The retina and optic nerve are the only parts of the central nervous system that can be easily visualized non-invasively. A limitation with conventional optical imaging technology is that substantial degree of neuronal loss in the retinal and optic nerve structure and function has to occur before the disease is detected. This is true for glaucoma and diabetic retinopathy, as well as ocular changes associated with brain diseases such as Alzheimer’s disease and Parkinson’s disease. Hence, there is a need for novel investigational techniques that can better inform us on the state of neural health status. This will then allow for timely diagnosis of eye diseases and exploit the eye as a “window” to identifying sick and dying nerve cells in the brain. In the present grant, we propose to set up a novel hyperspectral optical coherence tomography (OCT) technique to fill this gap. We have obtained preliminary data using hyperspectral fundus imaging, demonstrating that such characteristic disease signatures can be obtained in principle. However, in contrast to fundus imaging, our approach provides depth resolution thereby increasing sensitivity and specificity. We first plan to set up a custom-built hyperspectral OCT system. Using hyperspectral analysis of the OCT system, we propose to identify characteristic signatures in animal models of the disease.
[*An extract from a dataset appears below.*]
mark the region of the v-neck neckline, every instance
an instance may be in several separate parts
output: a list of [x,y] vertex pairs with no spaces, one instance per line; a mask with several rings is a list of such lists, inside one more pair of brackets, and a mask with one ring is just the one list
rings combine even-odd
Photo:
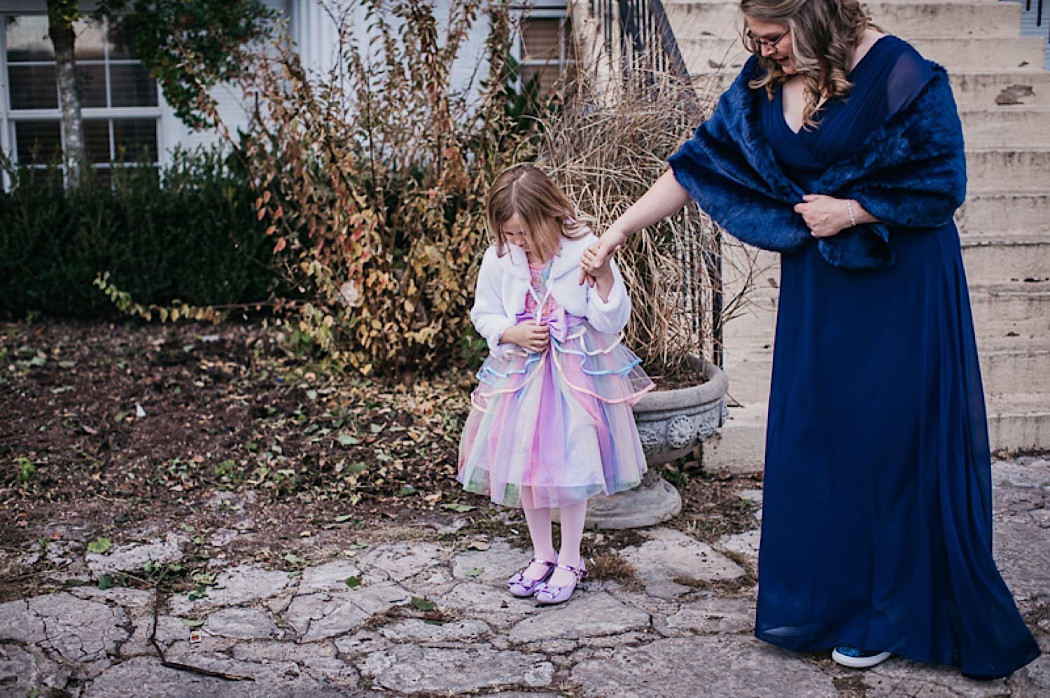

Based on the experience with the initial laboratory-based set-up, we plan to further develop a second hyperspectral OCT prototype that will also be used for the clinical proof-of-concept studies. The final aim of this grant is to establish hyperspectral OCT, as a specific and sensitive biomarker for the early detection of inner retinal changes associated with retinal ganglion cell dysfunction. This may have important implications for early diagnosis and follow-up of neurodegenerative disease, and the technique may also provide a novel surrogate outcome for neuroprotection studies.